Glossary
Interim Measures
Provisional remedies such as reinstatement or suspension of dismissal available to a retaliated whistleblower while the case is decided. EU Directive 2019/1937 Article 21(6) requires member states to ensure interim relief pending resolution of proceedings. Ireland has the most developed regime, with a Circuit Court able to grant relief within 10 days.
Full definition
Article 21(6) of EU Directive 2019/1937 requires member states to ensure that protected reporters can access remedies and full compensation against retaliation, including 'interim relief, pending the resolution of legal proceedings'. In practice interim measures take the form of an injunction suspending a dismissal, ordering reinstatement, or restraining the employer from further adverse actions until the substantive claim is heard. The Irish Act has the most developed interim-relief regime: a Circuit Court can grant interim relief restraining a dismissal within ten days of an ex parte application, with the burden on the employer to show the dismissal had nothing to do with the protected disclosure. Germany's HinSchG §36 permits einstweilige Verfügung (interim injunction) through the Arbeitsgericht. France relies on the conseil de prud'hommes' référé procedure. Interim relief is the practical lever that distinguishes effective whistleblower regimes from purely declaratory ones: a reporter who is reinstated within 30 days suffers far less harm than one whose remedy comes years later.
Related terms
- Retaliation Any direct or indirect adverse measure taken against a whistleblower because of their report. Article 19 of EU Directive 2019/1937 prohibits dismissal, demotion, transfer, withheld training, negative reviews, reputational damage, blacklisting, and contract termination. Article 21(5) reverses the burden of proof so the employer must justify the measure on unrelated grounds.

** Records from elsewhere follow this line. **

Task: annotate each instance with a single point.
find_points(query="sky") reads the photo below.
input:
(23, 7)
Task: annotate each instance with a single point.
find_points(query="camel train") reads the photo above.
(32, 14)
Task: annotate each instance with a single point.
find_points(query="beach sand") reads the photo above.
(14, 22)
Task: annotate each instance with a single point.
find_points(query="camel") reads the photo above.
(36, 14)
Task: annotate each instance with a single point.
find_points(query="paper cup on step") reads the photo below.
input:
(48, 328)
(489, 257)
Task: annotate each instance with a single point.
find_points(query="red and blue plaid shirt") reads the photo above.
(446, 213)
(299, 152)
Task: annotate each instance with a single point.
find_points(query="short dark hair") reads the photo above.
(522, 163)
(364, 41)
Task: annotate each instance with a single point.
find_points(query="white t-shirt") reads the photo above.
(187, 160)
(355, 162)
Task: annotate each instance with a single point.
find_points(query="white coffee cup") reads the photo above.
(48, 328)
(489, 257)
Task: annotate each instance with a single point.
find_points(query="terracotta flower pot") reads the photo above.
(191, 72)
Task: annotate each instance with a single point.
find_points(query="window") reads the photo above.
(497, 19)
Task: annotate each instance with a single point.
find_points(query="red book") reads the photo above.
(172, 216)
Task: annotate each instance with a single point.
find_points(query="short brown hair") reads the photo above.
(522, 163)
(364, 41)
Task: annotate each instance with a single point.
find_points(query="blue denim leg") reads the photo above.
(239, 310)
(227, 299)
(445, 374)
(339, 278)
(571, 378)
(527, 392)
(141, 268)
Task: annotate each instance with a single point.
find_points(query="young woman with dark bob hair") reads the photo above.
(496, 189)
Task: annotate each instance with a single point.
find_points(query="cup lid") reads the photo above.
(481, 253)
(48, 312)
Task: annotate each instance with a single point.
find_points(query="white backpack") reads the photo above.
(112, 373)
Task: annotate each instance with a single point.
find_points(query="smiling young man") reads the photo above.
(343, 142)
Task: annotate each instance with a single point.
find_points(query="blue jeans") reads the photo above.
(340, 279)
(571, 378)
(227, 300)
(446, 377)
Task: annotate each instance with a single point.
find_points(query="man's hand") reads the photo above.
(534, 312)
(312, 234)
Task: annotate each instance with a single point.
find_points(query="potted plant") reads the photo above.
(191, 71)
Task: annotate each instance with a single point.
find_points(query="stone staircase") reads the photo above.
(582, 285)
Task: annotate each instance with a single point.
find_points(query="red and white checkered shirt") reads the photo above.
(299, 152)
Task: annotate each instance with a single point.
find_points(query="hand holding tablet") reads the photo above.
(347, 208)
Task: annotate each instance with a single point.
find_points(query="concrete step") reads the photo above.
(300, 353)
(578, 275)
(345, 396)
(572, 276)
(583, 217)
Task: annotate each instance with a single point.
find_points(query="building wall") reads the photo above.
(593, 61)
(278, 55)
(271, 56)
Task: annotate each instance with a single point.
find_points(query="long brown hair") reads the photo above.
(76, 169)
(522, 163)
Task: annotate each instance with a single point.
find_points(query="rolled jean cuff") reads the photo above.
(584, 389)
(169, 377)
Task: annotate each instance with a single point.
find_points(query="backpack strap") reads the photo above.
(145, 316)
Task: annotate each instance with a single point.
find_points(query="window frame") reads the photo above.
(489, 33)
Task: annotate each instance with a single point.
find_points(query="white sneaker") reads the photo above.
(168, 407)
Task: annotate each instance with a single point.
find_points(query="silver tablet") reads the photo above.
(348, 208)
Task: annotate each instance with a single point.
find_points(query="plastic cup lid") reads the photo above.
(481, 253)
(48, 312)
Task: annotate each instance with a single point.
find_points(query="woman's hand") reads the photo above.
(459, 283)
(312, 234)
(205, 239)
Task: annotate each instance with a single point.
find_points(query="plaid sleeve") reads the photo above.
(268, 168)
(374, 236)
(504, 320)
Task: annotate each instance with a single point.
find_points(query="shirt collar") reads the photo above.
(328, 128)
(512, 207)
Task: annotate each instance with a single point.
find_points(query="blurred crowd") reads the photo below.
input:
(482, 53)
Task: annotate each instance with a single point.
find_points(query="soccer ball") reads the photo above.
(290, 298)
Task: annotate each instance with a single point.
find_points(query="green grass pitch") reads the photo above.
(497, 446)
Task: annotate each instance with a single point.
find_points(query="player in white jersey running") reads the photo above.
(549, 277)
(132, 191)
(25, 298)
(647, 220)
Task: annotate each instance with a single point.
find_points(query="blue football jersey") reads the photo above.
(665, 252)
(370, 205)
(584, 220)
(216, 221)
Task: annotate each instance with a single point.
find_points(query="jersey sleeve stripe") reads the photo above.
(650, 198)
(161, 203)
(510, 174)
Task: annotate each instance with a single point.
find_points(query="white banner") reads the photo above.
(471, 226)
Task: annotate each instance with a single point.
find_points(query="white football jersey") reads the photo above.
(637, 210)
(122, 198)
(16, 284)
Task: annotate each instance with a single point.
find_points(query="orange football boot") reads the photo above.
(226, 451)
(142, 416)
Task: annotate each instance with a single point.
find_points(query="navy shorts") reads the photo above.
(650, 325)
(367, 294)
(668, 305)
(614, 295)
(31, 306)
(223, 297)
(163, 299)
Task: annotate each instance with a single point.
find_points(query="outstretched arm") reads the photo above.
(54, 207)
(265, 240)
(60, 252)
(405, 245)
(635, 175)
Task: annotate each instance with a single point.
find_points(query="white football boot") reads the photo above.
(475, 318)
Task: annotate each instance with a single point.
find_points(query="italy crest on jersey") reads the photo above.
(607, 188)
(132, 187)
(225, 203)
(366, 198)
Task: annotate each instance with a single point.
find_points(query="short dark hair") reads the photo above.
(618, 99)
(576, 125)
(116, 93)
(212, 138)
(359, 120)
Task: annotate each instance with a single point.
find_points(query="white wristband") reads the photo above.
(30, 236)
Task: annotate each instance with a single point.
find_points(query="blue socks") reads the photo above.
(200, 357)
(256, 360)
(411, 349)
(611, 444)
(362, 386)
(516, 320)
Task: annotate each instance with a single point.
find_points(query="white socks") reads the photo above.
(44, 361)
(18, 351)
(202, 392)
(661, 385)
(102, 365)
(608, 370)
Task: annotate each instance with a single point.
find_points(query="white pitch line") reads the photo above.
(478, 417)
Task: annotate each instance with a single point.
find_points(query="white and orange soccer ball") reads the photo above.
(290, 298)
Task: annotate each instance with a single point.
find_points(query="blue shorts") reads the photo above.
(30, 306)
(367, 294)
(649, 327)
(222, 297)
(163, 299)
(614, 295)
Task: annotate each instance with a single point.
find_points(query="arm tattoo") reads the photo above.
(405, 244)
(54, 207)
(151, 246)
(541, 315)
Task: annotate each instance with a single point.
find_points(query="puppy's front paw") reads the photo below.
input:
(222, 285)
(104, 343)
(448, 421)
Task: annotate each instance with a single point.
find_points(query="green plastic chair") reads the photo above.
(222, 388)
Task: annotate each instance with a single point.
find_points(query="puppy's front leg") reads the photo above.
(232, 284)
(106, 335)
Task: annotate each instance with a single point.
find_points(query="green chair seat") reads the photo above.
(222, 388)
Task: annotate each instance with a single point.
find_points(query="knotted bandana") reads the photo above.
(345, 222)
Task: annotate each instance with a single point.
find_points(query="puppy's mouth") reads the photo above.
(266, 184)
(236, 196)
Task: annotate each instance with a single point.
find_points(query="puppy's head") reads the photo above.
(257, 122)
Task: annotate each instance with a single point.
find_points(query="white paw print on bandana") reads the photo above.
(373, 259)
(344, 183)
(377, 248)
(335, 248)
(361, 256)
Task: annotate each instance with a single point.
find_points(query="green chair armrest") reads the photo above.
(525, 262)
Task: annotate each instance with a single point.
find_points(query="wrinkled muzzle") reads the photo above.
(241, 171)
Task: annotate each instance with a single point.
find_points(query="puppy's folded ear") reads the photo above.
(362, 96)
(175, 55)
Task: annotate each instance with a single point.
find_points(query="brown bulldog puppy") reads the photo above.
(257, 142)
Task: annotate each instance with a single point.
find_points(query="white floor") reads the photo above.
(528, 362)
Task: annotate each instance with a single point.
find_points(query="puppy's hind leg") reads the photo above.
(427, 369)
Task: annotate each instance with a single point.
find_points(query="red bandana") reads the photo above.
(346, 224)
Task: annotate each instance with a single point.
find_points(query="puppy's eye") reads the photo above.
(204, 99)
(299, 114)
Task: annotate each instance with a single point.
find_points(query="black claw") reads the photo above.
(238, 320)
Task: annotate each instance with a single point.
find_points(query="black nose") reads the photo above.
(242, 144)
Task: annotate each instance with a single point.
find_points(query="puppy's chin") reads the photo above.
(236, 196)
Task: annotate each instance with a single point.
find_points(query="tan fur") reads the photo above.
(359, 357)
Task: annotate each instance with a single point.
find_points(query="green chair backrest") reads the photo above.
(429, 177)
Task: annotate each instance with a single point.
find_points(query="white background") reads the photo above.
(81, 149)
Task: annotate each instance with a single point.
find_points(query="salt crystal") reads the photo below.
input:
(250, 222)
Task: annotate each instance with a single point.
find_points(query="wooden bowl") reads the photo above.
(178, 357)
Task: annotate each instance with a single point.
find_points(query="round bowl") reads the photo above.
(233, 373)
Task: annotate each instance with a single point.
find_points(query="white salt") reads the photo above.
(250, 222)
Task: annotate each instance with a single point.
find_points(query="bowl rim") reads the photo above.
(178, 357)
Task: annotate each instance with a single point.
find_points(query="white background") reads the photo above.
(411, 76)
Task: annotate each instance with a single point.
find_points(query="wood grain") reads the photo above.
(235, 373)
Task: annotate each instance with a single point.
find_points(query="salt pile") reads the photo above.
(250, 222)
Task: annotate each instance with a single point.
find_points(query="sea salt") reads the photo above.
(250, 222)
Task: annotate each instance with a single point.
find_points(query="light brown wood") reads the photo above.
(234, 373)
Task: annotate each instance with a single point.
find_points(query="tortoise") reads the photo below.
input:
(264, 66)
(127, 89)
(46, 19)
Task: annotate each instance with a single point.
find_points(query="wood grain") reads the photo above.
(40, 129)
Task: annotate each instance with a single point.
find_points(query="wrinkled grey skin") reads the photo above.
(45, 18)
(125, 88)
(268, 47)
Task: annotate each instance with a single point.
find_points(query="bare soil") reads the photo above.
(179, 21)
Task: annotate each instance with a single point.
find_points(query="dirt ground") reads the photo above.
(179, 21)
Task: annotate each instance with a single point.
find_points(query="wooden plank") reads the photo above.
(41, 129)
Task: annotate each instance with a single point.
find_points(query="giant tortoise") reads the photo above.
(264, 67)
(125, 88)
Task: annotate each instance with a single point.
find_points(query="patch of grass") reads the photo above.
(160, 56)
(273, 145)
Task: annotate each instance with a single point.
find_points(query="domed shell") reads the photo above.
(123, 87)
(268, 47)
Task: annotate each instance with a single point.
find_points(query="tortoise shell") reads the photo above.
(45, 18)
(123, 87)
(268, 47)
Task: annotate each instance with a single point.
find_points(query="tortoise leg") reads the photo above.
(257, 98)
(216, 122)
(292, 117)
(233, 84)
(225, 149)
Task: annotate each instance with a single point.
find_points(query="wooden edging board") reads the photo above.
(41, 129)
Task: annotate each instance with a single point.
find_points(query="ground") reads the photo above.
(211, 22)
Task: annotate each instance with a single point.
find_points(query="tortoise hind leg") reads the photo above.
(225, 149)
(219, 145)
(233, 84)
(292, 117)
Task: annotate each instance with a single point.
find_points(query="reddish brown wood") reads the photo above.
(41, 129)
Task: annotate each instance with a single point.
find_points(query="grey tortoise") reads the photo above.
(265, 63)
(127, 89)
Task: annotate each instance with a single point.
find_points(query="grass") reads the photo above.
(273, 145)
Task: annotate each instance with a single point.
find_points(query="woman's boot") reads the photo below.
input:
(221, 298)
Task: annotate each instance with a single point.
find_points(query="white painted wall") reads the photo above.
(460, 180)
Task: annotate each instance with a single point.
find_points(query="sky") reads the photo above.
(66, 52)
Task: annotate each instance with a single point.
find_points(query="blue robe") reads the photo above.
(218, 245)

- Reverse Burden of Proof Under EU Directive 2019/1937 Article 21(5), once a reporter shows a protected disclosure followed by an adverse measure, the burden shifts to the employer to prove the measure was based on grounds unrelated to the disclosure. The mechanism matters because retaliation is hard to prove directly, and national courts in Germany, France, and the Netherlands have applied it since 2024.
- Protected Disclosure A protected disclosure is a report of an EU or national law breach that triggers automatic protection from retaliation under EU Directive 2019/1937 Articles 5 to 15. The reporter must have had reasonable grounds to believe the information was true at the time of reporting. False or malicious reports are not protected.